A grim picture of the situation

Chelsi Mueller, a researcher in the Moshe Dayan Center for Middle Eastern and African Studies and the Alliance Center for Iranian Studies at Tel Aviv University, agrees that protesters blame the regime for “spending money and valuable resources in far-off places such as Gaza, Lebanon and Syria, while Iran’s citizens are suffering from economic hardship. … They are chanting anti-government slogans.”

As she explained, “Iranians are very worried about the future of the country. … The decision taken by U.S. President Donald Trump to quit the nuclear deal and reimpose sanctions has both inserted a shock into the system and created a lot of panic. … Iran’s currency, the rial, plunged in value, hitting a record low against the dollar. … Protests and labor strikes are breaking out in Tehran and in other cities.”

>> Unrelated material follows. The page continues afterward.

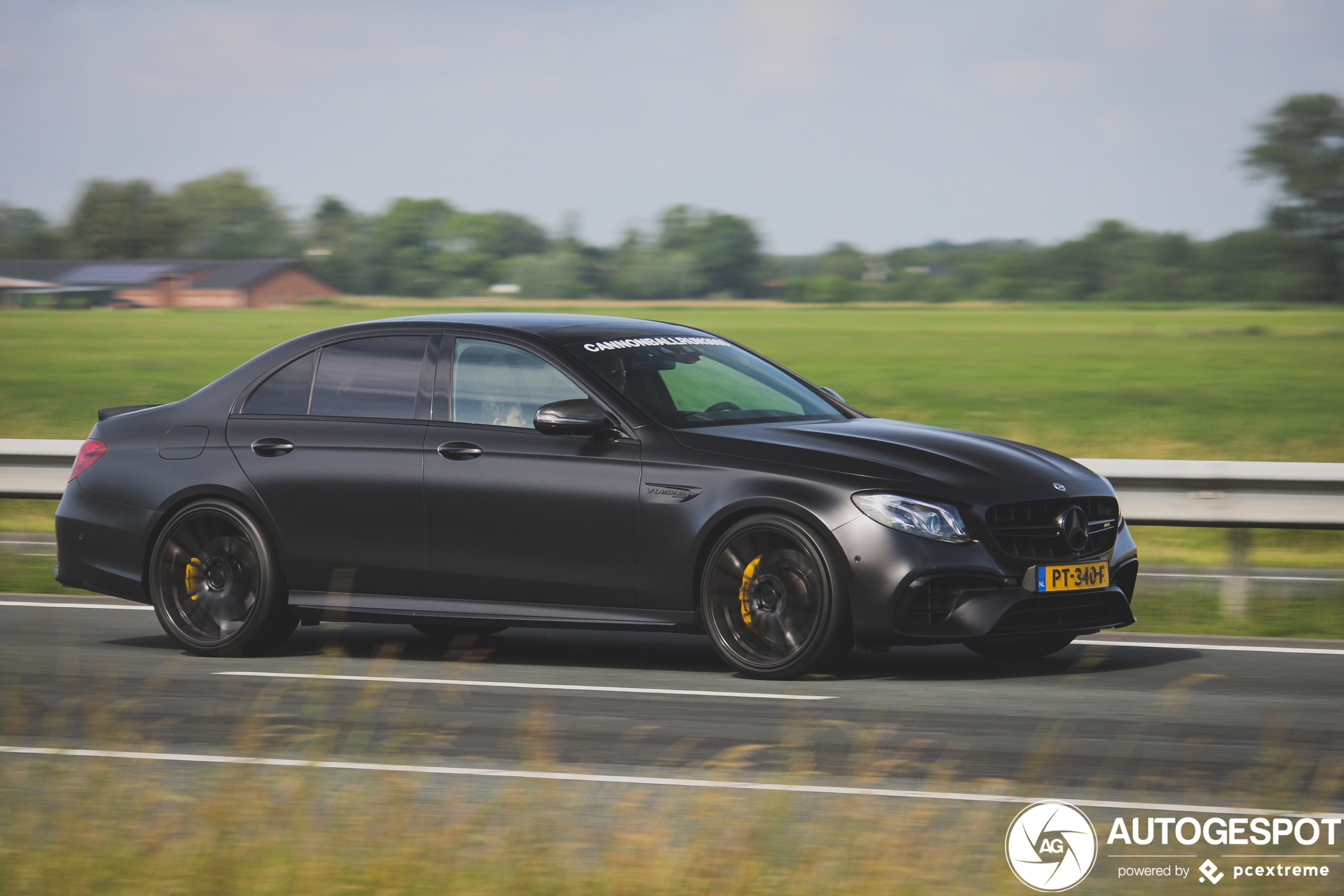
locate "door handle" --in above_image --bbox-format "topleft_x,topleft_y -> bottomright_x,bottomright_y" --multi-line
438,442 -> 485,461
251,439 -> 294,457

Mueller explained that the protesters come from all walks of life, “including businessmen, shopkeepers, university students, factory workers, national rail employees and truck drivers.”

As the rial fell, the Iranian government appointed a new head to its central bank, “but this measure was viewed by many as insufficient, or ‘too little, too late,’ ” said Mueller.

She believes that the regime is fearful that the protests could widen in the coming days, saying “this is a very realistic scenario.”

Mueller paints a grim picture of the situation in Iran. “Prices are skyrocketing, as is inflation. Wages are low, and some public-sector employees are still waiting for paychecks. The Iranian regime is increasingly accused of mismanaging the country. With new sanctions [coming] into effect this week, the situation will get worse and not better.”

Could U.S. support of Iranian public dissent make a difference? The Obama administration never gave Iran’s 2009 Green Revolution any support, but Seener believes that if Trump backs the Iranian public, it could make a difference.

“I think he has every reason to do so,” he said.